„Nichts davon wird sich ändern, wenn man stattdessen wieder über Rassismus diskutiert.“

Wurde Ralph Yarl seine Hautfarbe zum Verhängnis? Der 16-Jährige hatte am späten Abend des 13. April seine kleinen Brüder abholen wollen, irrte sich aber an der Haustür und wurde daraufhin vom Hausbesitzer Andrew Lester angeschossen und dabei fast getötet. Darf man jemanden erschießen, nur weil er an der Haustür klingelt und schwarz ist, fragte der USA-Korrespondent dieser Zeitung?„Black lives matter“, riefen kurz darauf Demonstranten vor Lesters Grundstück.
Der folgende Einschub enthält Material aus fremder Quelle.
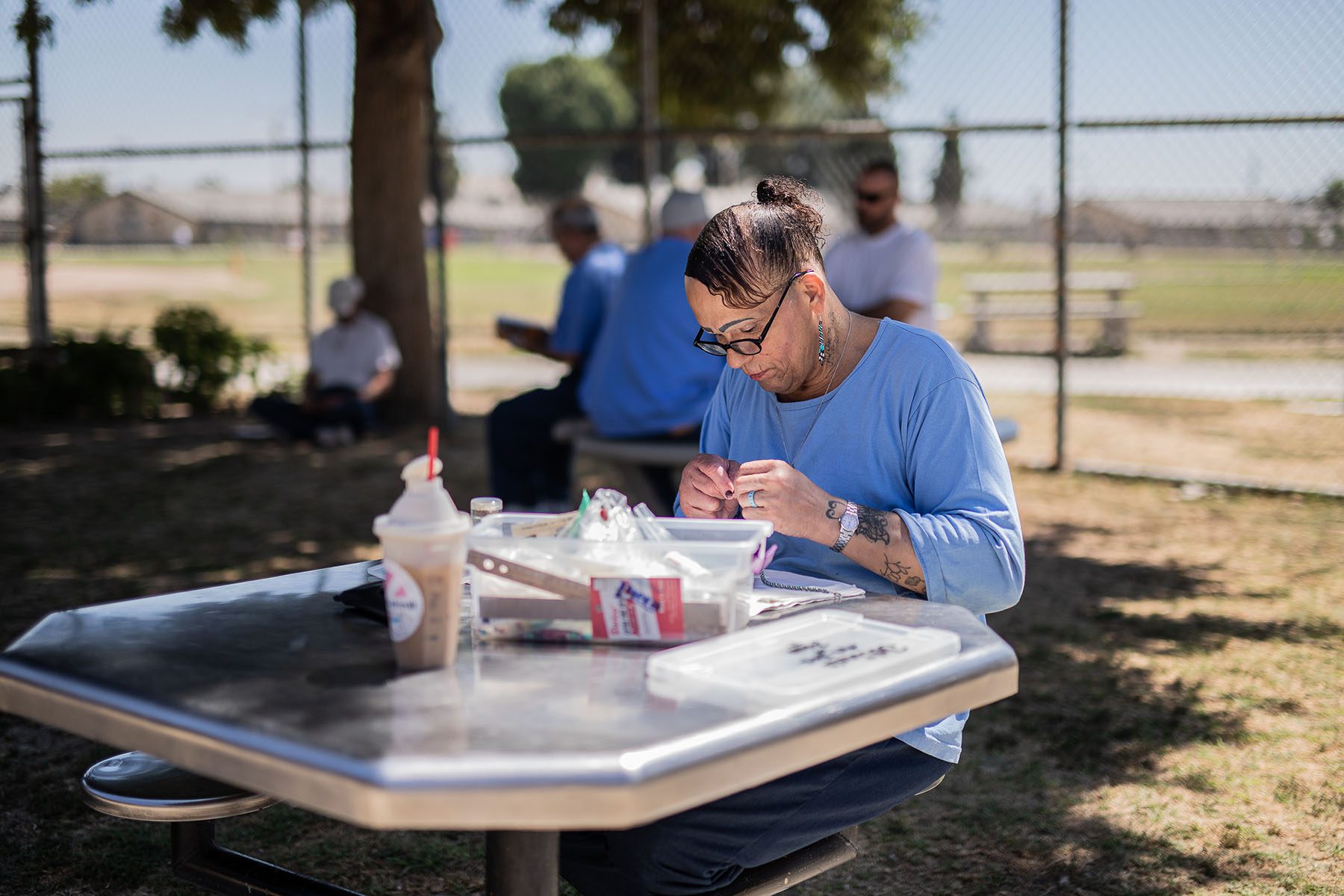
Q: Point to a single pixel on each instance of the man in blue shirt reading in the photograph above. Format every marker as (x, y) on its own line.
(645, 381)
(530, 470)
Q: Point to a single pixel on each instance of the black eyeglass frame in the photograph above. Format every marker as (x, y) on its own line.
(714, 347)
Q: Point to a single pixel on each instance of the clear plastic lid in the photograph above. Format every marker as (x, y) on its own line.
(808, 655)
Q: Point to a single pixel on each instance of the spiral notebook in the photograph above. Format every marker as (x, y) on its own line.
(799, 591)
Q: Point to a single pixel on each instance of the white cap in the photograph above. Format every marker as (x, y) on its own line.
(425, 509)
(683, 210)
(344, 294)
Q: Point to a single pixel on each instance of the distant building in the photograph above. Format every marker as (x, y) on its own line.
(144, 218)
(1195, 223)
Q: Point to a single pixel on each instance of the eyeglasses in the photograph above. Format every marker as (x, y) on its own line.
(745, 346)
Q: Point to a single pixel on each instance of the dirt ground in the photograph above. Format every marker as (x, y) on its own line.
(1177, 727)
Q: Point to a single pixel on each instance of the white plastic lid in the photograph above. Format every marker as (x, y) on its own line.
(425, 508)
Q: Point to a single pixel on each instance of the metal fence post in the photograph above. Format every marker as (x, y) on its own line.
(436, 184)
(1062, 247)
(35, 207)
(305, 218)
(650, 105)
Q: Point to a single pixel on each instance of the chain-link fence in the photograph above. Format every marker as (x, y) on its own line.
(1204, 246)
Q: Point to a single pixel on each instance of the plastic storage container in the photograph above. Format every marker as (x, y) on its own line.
(691, 586)
(806, 656)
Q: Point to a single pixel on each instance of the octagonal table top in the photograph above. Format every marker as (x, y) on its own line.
(273, 687)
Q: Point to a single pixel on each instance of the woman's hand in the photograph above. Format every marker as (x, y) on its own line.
(789, 500)
(707, 491)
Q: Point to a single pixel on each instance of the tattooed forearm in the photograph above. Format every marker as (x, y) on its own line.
(894, 571)
(898, 573)
(873, 526)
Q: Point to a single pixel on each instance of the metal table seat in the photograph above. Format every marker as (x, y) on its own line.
(143, 788)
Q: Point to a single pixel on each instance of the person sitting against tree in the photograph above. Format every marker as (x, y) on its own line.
(530, 470)
(352, 363)
(887, 269)
(870, 448)
(644, 379)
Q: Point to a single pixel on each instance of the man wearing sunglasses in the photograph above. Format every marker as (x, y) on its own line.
(886, 269)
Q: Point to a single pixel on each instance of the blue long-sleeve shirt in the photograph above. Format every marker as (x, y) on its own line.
(586, 299)
(910, 432)
(644, 375)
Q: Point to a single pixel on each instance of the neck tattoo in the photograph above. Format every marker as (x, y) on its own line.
(779, 418)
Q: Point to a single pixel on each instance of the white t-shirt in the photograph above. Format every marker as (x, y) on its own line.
(352, 354)
(895, 264)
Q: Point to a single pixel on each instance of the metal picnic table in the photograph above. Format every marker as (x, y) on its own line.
(272, 687)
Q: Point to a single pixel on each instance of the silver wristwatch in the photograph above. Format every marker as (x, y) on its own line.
(848, 523)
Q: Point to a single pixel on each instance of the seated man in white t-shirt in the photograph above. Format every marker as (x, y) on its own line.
(352, 364)
(886, 269)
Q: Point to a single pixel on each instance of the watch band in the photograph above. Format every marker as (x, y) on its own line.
(848, 523)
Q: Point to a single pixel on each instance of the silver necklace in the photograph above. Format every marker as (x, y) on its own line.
(788, 457)
(779, 418)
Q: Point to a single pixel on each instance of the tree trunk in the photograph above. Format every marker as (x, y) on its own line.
(394, 40)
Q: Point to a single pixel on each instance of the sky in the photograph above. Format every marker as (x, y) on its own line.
(112, 80)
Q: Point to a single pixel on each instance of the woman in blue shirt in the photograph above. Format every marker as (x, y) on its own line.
(870, 448)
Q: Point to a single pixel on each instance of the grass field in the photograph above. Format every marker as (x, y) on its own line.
(1191, 293)
(257, 289)
(1179, 727)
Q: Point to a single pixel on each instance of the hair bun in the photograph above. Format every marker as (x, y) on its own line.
(783, 191)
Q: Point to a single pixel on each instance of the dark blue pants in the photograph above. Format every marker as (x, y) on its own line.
(297, 423)
(706, 848)
(527, 465)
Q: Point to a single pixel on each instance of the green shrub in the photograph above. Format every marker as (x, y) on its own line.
(206, 354)
(101, 379)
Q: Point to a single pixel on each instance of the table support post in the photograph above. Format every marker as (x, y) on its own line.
(522, 862)
(196, 859)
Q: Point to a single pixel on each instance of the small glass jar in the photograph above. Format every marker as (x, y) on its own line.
(483, 507)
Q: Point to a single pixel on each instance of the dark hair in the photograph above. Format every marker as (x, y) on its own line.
(749, 250)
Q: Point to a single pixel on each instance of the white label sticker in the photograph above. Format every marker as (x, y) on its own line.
(405, 601)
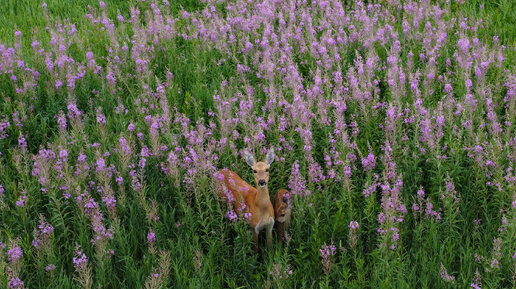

Nicht nur in den USA machte der Fall Schlagzeilen. Die schwarze Schauspielerin Halle Berry meldete sich zu Wort. US-Präsident Joe Biden rief den Jugendlichen im Krankenhaus an und lud ihn ins Weiße Haus ein. „Auf Ralph Yarl wurde geschossen, weil er bewaffnet war mit nichts als seiner schwarzen Haut“, erklärte Yarls Anwalt Lee Merritt. Imani Perry, Professorin für African American Studies an der Eliteuniversität Princeton, zog gar einen Vergleich zur Zeit der gesetzlichen Rassentrennung in den USA, in der Schwarzen das Betreten einiger Siedlungen nach Sonnenuntergang verboten war. „Damals gab es angeblich Stunden, in denen es sicher war, auf der Straße schwarz zu sein.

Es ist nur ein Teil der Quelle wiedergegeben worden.